Implementation of Pharmacogenetic Testing Within the Veterans Health Administration From 2011 to 2013
Lynch, J., DuVall, S. L., Berse, B., Whatley, A., St Pierre, C., Oloruntoba, O., & Hunt, C. M. (2016). Implementation of Pharmacogenetic Testing Within the Veterans Health Administration From 2011 to 2013. Military Medicine, 181(10), 1375-1381. DOI: 10.7205/MILMED-D-15-00523
We assessed implementation of precision medicine within the Veterans Health Administration. We analyzed the use of interleukin-28B (IL28B) pharmacogenetic test, which predicts interferon-alpha treatment response in patients with hepatitis C. Patients with favorable CC genotype exhibit a two-fold higher response than patients with less favorable genotypes (CT and TT).

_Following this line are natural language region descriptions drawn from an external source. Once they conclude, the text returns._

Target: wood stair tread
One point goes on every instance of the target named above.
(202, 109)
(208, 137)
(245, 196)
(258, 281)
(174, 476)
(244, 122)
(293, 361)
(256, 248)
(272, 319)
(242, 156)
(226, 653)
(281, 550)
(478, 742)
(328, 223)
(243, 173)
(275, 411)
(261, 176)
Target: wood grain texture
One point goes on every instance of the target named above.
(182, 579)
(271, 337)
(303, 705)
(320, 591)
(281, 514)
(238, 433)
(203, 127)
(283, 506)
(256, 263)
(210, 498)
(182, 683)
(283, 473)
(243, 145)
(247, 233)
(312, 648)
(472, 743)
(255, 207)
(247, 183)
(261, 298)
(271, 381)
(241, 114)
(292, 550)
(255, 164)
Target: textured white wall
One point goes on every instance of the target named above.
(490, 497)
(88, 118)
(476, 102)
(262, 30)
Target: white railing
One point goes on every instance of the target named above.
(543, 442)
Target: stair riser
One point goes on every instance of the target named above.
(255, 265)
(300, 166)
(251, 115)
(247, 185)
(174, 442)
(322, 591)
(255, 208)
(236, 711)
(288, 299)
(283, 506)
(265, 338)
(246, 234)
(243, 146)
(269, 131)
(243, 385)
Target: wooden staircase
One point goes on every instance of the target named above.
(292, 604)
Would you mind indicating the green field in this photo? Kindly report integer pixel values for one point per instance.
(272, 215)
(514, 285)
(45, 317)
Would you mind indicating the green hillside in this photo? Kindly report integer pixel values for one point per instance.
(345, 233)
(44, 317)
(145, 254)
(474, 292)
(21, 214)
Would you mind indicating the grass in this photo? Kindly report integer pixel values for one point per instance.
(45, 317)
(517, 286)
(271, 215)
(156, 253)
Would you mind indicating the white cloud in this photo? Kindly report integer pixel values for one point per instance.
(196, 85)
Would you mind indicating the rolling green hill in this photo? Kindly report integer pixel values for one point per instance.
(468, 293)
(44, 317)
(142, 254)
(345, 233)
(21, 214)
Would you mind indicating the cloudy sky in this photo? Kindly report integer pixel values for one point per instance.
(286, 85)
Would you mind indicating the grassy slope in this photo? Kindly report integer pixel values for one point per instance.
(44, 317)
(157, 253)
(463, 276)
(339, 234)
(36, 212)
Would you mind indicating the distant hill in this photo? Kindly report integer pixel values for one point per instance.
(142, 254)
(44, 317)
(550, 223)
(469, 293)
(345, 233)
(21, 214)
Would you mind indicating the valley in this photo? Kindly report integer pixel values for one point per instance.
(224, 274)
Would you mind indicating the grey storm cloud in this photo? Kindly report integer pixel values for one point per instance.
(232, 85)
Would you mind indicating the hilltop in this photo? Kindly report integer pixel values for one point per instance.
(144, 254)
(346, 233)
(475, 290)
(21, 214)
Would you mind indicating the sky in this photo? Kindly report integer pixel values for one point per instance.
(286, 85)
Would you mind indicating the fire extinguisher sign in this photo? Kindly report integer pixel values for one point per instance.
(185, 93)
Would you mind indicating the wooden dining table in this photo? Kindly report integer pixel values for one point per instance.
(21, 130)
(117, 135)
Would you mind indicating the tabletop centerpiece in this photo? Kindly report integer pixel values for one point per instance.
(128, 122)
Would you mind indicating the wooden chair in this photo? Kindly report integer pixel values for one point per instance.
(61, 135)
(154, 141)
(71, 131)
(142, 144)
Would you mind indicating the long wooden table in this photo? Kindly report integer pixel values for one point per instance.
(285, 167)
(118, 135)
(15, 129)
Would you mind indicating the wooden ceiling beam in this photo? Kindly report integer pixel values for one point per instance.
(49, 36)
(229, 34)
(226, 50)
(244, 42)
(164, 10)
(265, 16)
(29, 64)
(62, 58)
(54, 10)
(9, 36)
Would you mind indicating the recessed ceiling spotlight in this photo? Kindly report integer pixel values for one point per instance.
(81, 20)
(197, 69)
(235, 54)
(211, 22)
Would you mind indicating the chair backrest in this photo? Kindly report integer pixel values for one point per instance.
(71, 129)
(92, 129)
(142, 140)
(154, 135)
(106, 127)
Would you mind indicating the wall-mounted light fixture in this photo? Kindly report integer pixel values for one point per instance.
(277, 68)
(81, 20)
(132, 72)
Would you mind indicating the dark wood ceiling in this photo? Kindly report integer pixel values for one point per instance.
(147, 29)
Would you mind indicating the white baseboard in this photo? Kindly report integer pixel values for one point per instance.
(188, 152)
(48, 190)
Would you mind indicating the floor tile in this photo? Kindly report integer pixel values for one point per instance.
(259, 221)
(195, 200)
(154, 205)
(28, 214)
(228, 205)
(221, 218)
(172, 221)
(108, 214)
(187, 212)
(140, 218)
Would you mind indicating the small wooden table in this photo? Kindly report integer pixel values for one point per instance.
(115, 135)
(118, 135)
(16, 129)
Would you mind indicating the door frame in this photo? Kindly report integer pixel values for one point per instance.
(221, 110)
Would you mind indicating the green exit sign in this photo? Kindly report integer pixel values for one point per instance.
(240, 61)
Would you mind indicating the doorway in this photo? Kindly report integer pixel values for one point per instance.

Linking IL28B tests to Veterans Health Administration clinical data, we analyzed test use, concordance with guidelines, subsequent interferon-a treatment, and site variations. From January 2011 until December 2013, 3,529 Veterans underwent IL28B testing. There were 2,988 (85%) tests linked to electronic health record data. Demographics in those with clinical data: 97% male, mean age 59 years (SD 6.8), race: White 50%, Black 43%, Hispanic 3%, and other 3%. In Whites, the favorable CC genotype was three-fold more prevalent (541, 36%) than in Blacks (151, 12%). Analysis of IL28B timing revealed 2,373 (79%) Veterans were appropriately tested before interferon-alpha, 49 (2%) tested concurrent with interferon-alpha, and 566 (19%) tested post interferon-alpha treatment. Of the 630 treatment-naive Veterans with CC genotype, only 144 (23%) initiated interferon-alpha treatment post-testing. Although 35% of IL28B tests overall did not influence care, the majority of tests were guideline concordant and clinically useful. IL28B testing varied substantially by site and state.